Lifelong education is a must

It is a well-known fact that the levels and standards of education have increased across generations. However, the question is whether the general trend has been maintained across European states.

The answer, especially in Malta, is that the level of improvement is simply not enough. In fact, a recent report published by the EU on 2011 statistics, shows that much more has to be done. Education is a challenge that should form part of the mission statement that goes beyond this or any other legislature. This is why we have to start today to reap the benefits in generations to come.

The Eurostat report highlights the importance of the relationship between parents and their children's educational attainment. Data has been provided for children whose parents have varying levels of education and an analysis comparing the level of education of the children with that of their parents shows a clear movement of improved educational attainment.

In parents with a low level of education, there was a significant improvement, showing that their children moved from a low level of education to a medium or higher level, in a number of EU member states.
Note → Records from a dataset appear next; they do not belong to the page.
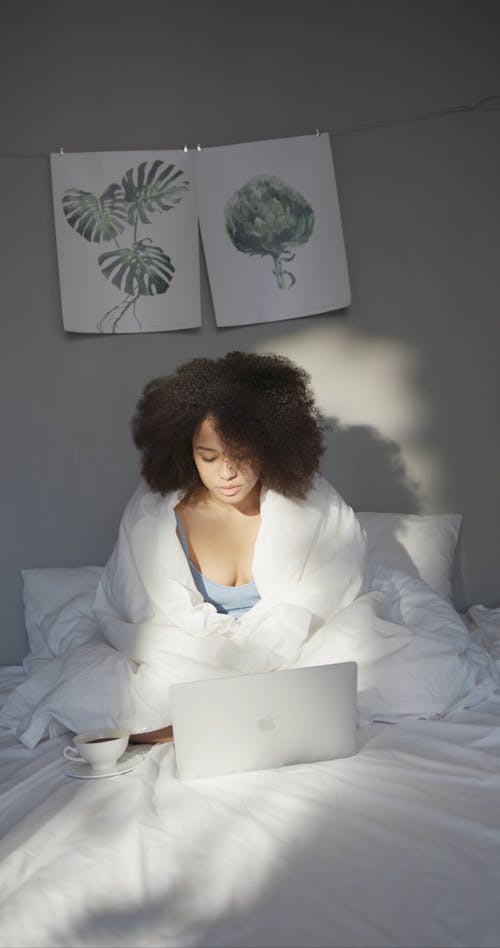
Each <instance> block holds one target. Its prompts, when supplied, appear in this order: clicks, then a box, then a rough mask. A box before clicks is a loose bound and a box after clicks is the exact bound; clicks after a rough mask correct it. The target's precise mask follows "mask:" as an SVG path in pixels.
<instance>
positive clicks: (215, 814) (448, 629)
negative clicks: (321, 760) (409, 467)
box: [0, 514, 500, 948]
mask: <svg viewBox="0 0 500 948" xmlns="http://www.w3.org/2000/svg"><path fill="white" fill-rule="evenodd" d="M391 518H392V519H391ZM360 519H361V515H360ZM458 526H459V522H458V521H457V519H453V518H449V517H446V516H444V515H443V516H442V517H436V518H430V517H428V518H425V517H418V516H417V515H415V516H414V517H413V518H408V517H404V516H403V515H382V514H367V515H365V518H364V527H365V529H366V532H367V534H368V537H369V541H370V545H371V552H372V554H373V555H374V557H376V558H377V560H379V561H380V560H384V559H385V566H386V568H388V569H390V570H395V571H396V572H397V570H398V567H401V566H403V565H404V570H400V572H401V574H404V575H405V576H406V577H407V580H406V581H405V582H402V581H401V582H400V584H399V586H398V589H399V595H400V599H401V600H404V599H405V597H406V600H408V598H409V597H410V598H411V596H413V597H414V598H413V600H412V602H411V607H412V609H413V613H415V614H417V613H418V610H419V609H420V610H421V612H422V618H421V620H419V622H420V624H419V625H416V624H415V622H416V620H415V622H414V632H415V635H417V636H419V635H420V633H421V631H422V630H423V633H422V634H423V638H424V640H425V642H426V643H428V644H429V648H432V647H434V643H435V640H436V639H439V638H440V637H441V640H442V641H446V642H447V645H448V652H447V654H449V656H450V661H451V658H453V660H454V661H455V660H456V655H452V653H453V652H456V651H457V650H458V649H459V648H460V649H461V650H462V651H461V655H462V658H464V656H468V658H467V661H468V662H469V666H470V667H471V668H473V669H474V675H473V678H474V681H473V682H472V686H471V681H470V680H468V686H467V689H466V691H467V694H465V691H463V694H462V699H461V700H456V695H454V698H453V700H452V701H451V700H450V701H449V702H448V705H449V706H447V707H446V708H445V709H444V711H442V712H440V713H436V712H430V711H429V710H428V709H427V710H426V709H425V708H424V709H423V710H422V714H407V713H405V714H398V713H397V708H394V709H393V710H394V711H395V713H394V714H393V715H391V714H389V713H386V714H381V715H379V717H380V718H381V720H375V718H376V717H377V716H376V715H373V714H372V715H371V716H370V715H367V714H364V715H361V716H360V725H359V728H358V752H357V754H356V755H355V756H353V757H350V758H346V759H343V760H337V761H328V762H319V763H315V764H307V765H301V764H296V765H293V766H290V767H284V768H281V769H275V770H267V771H262V772H253V773H246V774H235V775H230V776H225V777H218V778H210V779H205V780H196V781H190V782H181V781H180V780H178V778H177V776H176V772H175V751H174V748H173V747H172V746H171V745H156V746H153V747H147V746H146V745H138V746H135V747H131V748H130V750H128V751H127V755H126V756H127V759H129V760H131V759H132V758H134V759H133V760H131V763H130V766H131V768H132V769H131V770H130V771H129V772H127V773H125V774H123V775H121V776H116V777H111V778H105V779H98V780H78V779H72V778H70V777H68V776H67V775H66V773H65V761H64V759H63V757H62V750H63V748H64V747H65V746H66V745H67V744H68V743H69V741H70V739H71V734H70V733H68V731H71V730H72V729H76V726H77V725H78V726H80V725H81V724H82V723H83V720H84V719H83V718H82V716H81V715H82V714H83V711H85V713H86V714H87V715H88V717H86V718H85V720H84V723H85V724H88V723H89V722H92V723H95V714H96V713H97V712H96V708H95V705H96V702H97V703H99V701H101V705H99V708H98V713H100V714H102V713H103V708H104V707H105V703H104V704H102V702H105V700H106V699H105V697H104V698H103V696H102V695H100V696H99V695H98V694H97V692H96V694H94V693H91V695H90V698H89V691H87V692H86V696H85V694H84V695H83V696H82V694H81V693H80V692H79V693H74V694H73V701H72V702H71V701H70V700H69V697H68V687H69V685H68V681H67V675H66V671H67V668H68V661H69V658H68V656H71V653H72V652H73V653H75V654H76V652H77V651H78V650H80V651H81V650H83V654H84V655H85V654H86V655H87V657H88V655H89V654H90V652H89V651H87V653H85V649H86V648H87V649H88V648H89V638H88V634H89V623H90V622H91V604H92V590H93V589H94V588H95V583H96V580H97V576H98V574H99V569H98V568H97V567H85V568H82V569H81V570H76V571H75V570H73V571H66V570H45V569H41V570H28V571H25V575H24V590H25V592H24V597H25V598H24V604H25V616H26V627H27V630H28V637H29V644H30V651H29V653H28V655H27V657H26V660H25V662H24V663H23V665H22V666H19V667H17V666H16V667H10V668H3V669H1V670H0V695H1V698H2V703H3V705H4V711H3V712H2V715H1V716H0V723H1V725H2V727H1V729H0V773H1V777H0V801H1V803H0V828H1V829H0V833H1V843H0V856H1V861H0V944H1V945H2V946H4V948H7V946H13V948H14V946H16V948H21V946H36V948H42V946H65V948H69V946H117V945H120V946H121V945H123V946H134V948H135V946H214V948H215V946H220V948H224V946H227V948H237V946H238V948H239V946H268V948H281V946H283V948H285V946H302V948H306V946H331V948H334V946H335V948H336V946H339V948H355V946H359V948H378V946H391V948H402V946H414V948H417V946H418V948H427V946H429V948H430V946H440V948H451V946H464V948H472V946H478V948H479V946H489V948H497V946H498V945H499V944H500V899H499V896H498V893H499V890H500V727H499V725H500V685H499V680H500V679H499V676H498V665H499V661H500V610H498V609H486V608H484V607H483V606H481V605H477V606H474V607H472V608H471V609H469V611H468V613H467V614H466V615H465V616H463V617H459V616H458V614H457V613H456V612H455V611H454V610H453V607H452V605H451V603H450V595H451V583H450V579H451V569H452V565H453V556H454V549H455V543H456V537H457V532H458ZM402 558H403V559H404V564H403V563H402ZM424 574H425V575H424ZM408 577H409V578H408ZM419 584H420V585H419ZM406 605H407V607H408V608H409V605H408V602H406ZM417 607H418V608H417ZM399 608H401V602H400V603H399ZM413 613H412V614H413ZM430 617H431V618H432V622H431V618H430ZM426 623H427V625H426ZM429 623H430V624H429ZM459 633H460V635H461V636H462V638H461V639H460V641H461V645H460V647H459V646H458V645H457V642H458V637H459ZM440 654H441V653H440ZM430 658H431V662H433V661H434V657H433V655H432V653H431V656H430ZM96 661H97V659H96ZM464 661H465V658H464ZM65 663H66V664H65ZM394 667H396V666H394V665H393V666H392V668H393V669H394ZM450 667H453V668H455V667H456V666H455V665H452V666H450ZM65 669H66V671H65ZM469 670H470V669H469ZM405 674H406V672H405V671H402V676H403V680H404V675H405ZM94 677H95V676H94ZM74 681H75V680H74V679H73V681H72V687H73V691H75V689H74ZM85 682H87V685H88V688H89V689H90V692H92V684H91V681H90V679H81V689H80V691H83V692H85V690H86V688H85ZM89 704H92V705H93V707H91V708H90V707H89ZM68 707H70V708H71V710H70V711H68V710H67V709H68ZM75 708H76V709H77V710H76V711H75ZM71 714H73V715H75V714H76V715H77V719H75V720H72V719H71ZM78 714H80V717H78ZM93 715H94V717H93ZM80 729H83V728H80Z"/></svg>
However there was also a persistence of low education for children whose parents have had a minimal education. Malta features in the bottom spot, with 73% of children maintaining the same level of education as that of their parents. Other countries, such as Sweden and the Czech Republic, have managed to reduce this figure to a more realistic figure of just 11%.

With parents with a medium level of education the rate of movement to a higher standard of education is higher than that of low level of education parents. However, once again, the persistence level is the highest in all EU states at 43% compared to an EU average of 8%.
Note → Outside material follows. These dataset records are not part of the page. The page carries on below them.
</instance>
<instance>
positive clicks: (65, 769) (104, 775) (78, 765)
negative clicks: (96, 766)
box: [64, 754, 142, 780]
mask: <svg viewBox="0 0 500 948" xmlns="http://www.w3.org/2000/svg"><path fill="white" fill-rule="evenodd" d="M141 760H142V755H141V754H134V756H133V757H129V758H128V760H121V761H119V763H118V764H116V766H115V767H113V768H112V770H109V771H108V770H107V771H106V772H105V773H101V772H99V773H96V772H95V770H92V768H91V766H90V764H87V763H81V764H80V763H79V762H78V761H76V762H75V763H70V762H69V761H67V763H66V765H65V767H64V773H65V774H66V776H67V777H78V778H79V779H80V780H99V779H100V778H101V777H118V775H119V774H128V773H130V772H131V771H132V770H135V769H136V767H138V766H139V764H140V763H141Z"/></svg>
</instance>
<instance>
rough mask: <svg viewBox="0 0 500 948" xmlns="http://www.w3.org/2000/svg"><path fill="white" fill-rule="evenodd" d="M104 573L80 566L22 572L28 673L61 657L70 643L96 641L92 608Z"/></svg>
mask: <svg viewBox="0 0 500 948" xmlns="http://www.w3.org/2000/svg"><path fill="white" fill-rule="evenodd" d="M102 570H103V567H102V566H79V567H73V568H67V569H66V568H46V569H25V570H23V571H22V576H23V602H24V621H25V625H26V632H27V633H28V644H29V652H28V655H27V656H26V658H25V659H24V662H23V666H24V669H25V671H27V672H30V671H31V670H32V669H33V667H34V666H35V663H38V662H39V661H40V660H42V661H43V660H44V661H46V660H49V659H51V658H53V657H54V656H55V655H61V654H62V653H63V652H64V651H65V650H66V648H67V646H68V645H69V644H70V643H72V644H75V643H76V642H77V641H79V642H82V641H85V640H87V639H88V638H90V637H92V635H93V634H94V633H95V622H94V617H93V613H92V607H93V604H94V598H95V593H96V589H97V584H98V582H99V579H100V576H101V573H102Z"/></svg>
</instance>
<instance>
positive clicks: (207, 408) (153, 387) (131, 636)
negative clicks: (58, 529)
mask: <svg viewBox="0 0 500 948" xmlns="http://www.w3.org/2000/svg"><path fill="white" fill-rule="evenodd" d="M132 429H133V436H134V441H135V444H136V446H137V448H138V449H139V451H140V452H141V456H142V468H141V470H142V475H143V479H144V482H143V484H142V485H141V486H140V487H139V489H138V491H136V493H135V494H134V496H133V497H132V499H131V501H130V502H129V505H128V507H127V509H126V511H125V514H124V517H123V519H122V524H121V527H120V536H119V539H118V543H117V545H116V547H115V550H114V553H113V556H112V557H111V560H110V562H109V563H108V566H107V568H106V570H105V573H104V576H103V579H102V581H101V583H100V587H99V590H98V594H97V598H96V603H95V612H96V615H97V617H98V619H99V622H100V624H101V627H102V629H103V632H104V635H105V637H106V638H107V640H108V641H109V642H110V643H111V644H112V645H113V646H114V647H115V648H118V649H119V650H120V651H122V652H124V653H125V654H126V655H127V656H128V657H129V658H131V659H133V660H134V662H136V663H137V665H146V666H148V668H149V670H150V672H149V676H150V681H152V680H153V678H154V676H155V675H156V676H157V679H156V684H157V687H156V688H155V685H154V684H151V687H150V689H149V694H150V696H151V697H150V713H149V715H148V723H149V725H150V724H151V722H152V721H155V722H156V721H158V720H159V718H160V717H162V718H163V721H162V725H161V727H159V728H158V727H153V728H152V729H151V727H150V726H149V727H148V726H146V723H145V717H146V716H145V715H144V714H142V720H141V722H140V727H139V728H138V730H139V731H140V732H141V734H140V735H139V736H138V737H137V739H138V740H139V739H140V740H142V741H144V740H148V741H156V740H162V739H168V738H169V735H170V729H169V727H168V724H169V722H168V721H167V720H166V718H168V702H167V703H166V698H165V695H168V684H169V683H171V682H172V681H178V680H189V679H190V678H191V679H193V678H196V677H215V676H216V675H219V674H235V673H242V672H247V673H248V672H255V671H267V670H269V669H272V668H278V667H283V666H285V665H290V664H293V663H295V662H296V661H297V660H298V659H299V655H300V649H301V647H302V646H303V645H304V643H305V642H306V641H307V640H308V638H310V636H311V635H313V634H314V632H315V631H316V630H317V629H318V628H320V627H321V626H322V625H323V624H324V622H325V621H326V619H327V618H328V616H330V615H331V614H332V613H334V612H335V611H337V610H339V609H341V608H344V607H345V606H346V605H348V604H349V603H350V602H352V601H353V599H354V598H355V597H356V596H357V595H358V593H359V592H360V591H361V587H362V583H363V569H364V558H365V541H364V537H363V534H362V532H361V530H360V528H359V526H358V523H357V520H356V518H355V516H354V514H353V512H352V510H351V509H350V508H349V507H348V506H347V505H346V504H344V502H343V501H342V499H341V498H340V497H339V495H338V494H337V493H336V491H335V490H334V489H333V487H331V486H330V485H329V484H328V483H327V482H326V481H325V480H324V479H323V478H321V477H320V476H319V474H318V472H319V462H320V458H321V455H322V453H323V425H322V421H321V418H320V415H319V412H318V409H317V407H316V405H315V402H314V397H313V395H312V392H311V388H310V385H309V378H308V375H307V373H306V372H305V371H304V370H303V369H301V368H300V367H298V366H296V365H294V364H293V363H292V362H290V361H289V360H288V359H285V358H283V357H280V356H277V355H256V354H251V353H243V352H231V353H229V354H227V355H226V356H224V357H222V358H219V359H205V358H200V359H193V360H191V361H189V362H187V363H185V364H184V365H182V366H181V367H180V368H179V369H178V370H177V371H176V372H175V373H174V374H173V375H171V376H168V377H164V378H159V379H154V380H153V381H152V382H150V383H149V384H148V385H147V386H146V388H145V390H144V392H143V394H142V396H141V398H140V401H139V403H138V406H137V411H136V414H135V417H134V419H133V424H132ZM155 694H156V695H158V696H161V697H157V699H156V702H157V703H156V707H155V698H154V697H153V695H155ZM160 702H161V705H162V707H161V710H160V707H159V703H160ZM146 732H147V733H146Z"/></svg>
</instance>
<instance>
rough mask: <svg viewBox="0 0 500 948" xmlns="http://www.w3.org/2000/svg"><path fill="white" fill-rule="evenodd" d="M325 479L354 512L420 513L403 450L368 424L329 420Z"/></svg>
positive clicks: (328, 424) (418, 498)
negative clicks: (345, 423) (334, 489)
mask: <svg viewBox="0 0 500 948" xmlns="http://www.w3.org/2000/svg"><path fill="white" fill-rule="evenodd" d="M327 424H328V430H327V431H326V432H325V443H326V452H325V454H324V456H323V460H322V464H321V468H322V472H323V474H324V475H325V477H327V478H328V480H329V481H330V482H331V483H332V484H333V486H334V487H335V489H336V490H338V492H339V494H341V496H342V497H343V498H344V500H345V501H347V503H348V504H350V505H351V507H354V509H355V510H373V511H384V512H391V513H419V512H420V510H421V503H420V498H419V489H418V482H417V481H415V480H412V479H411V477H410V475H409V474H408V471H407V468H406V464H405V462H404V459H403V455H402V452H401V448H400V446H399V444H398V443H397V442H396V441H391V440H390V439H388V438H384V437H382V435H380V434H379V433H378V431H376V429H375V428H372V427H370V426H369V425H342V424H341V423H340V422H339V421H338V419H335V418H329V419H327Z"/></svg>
The issue with children of highly educated parents is worrying. The statistical data shows that a staggering 26% of children in this group with high education parents actually achieve a low level of education.
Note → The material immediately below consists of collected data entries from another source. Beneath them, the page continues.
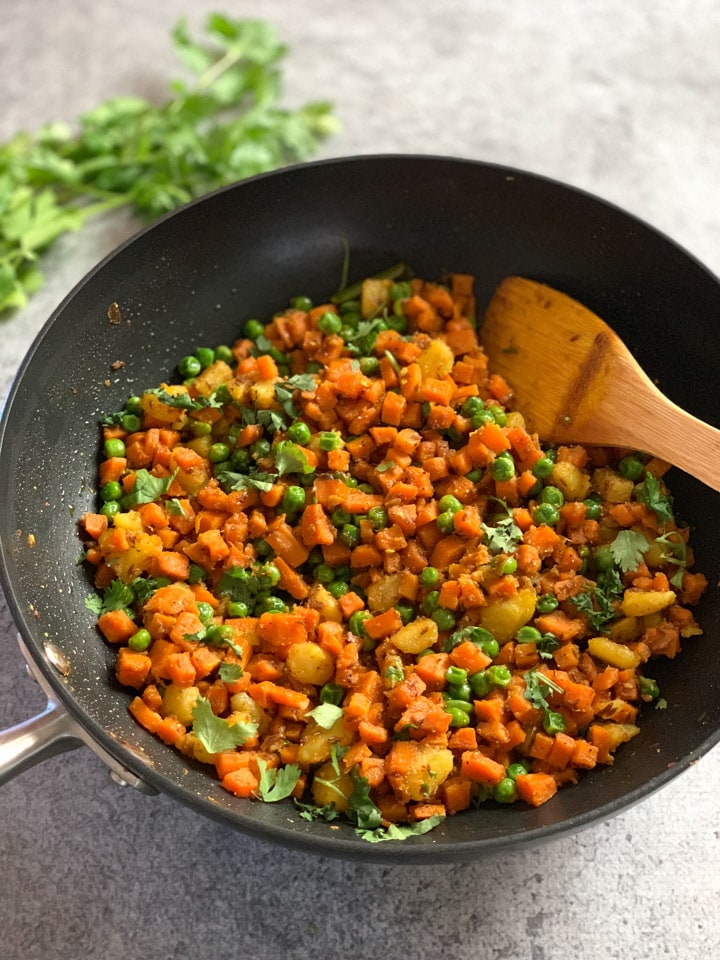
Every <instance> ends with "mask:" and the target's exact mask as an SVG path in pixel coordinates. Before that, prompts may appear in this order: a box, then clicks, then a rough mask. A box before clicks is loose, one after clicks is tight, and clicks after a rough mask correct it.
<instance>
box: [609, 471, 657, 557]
mask: <svg viewBox="0 0 720 960" xmlns="http://www.w3.org/2000/svg"><path fill="white" fill-rule="evenodd" d="M648 476H651V474H648ZM649 546H650V544H649V543H648V541H647V539H646V538H645V537H644V536H643V535H642V534H641V533H636V532H635V531H634V530H621V531H620V533H618V535H617V536H616V537H615V539H614V540H613V542H612V543H611V544H610V553H611V554H612V557H613V560H614V561H615V563H616V564H617V565H618V566H619V567H620V569H621V570H622V572H623V573H627V572H628V571H629V570H637V568H638V567H639V566H640V564H641V563H642V562H643V557H644V556H645V554H646V553H647V551H648V548H649Z"/></svg>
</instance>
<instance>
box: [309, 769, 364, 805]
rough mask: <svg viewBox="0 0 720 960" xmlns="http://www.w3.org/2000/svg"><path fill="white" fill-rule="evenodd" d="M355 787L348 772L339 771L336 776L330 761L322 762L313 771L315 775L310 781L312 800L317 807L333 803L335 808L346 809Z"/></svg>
mask: <svg viewBox="0 0 720 960" xmlns="http://www.w3.org/2000/svg"><path fill="white" fill-rule="evenodd" d="M354 789H355V782H354V781H353V778H352V777H351V776H350V774H349V773H341V774H340V776H338V774H337V771H336V770H335V767H334V765H333V763H332V762H331V761H328V762H327V763H324V764H323V765H322V766H321V767H319V768H318V769H317V770H316V771H315V777H314V779H313V783H312V796H313V801H314V802H315V803H316V804H317V806H319V807H326V806H329V805H330V804H331V803H334V804H335V808H336V809H337V810H340V811H341V812H342V811H343V810H347V808H348V806H349V805H350V804H349V801H350V796H351V794H352V792H353V790H354Z"/></svg>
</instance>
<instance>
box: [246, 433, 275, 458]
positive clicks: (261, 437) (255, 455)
mask: <svg viewBox="0 0 720 960" xmlns="http://www.w3.org/2000/svg"><path fill="white" fill-rule="evenodd" d="M271 449H272V447H271V445H270V441H269V440H266V439H265V437H261V438H260V439H259V440H256V441H255V442H254V443H253V444H251V445H250V453H251V455H252V456H253V457H254V458H255V459H256V460H262V459H263V458H264V457H267V455H268V454H269V453H270V450H271Z"/></svg>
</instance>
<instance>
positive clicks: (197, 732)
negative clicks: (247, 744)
mask: <svg viewBox="0 0 720 960" xmlns="http://www.w3.org/2000/svg"><path fill="white" fill-rule="evenodd" d="M192 717H193V725H192V732H193V733H194V734H195V736H196V737H197V738H198V740H199V741H200V743H201V744H202V745H203V747H205V749H206V750H207V751H208V753H220V752H221V751H223V750H234V749H235V747H241V746H242V745H243V744H244V743H245V741H246V740H247V739H248V737H251V736H253V735H254V734H255V733H256V732H257V724H256V723H232V724H231V723H228V722H227V720H223V719H222V717H217V716H215V714H214V713H213V709H212V707H211V706H210V701H209V700H208V699H206V698H205V697H198V698H197V700H196V701H195V705H194V706H193V709H192Z"/></svg>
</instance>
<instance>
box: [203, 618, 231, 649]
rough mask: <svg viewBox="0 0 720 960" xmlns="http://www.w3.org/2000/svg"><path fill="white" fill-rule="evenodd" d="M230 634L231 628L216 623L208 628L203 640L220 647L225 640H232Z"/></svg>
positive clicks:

These figures are a clear eye opener that there is a need to intervene at the family level. Lifelong learning is often defined as the learning that takes places after a person has finished his formal education. This is wrong - Lifelong learning starts at birth. The importance of learning and education from birth should be emphasised.

We need to build early learning systems to help children achieve the first national education goal - that all children start school ready to learn. We need to build on a greater understanding of the importance of the first years of life to lifelong learning.

It is increasingly evident that many more parents are working while their children are very young. But this is where we need to strike a balance. Chronologically, early learning covers the first years of a child's life, from birth to school age. It is the most crucial time in educational development  and parents should interact and stimulate educational growth through the early years.

Another important aspect that would contribute towards improved educational attainment is the need to have students from different localities mixing together. Such an initiative would provide a healthy inter-mixing of sub-cultures and would be a positive influence on the educational expectations of those coming from low-level education backgrounds.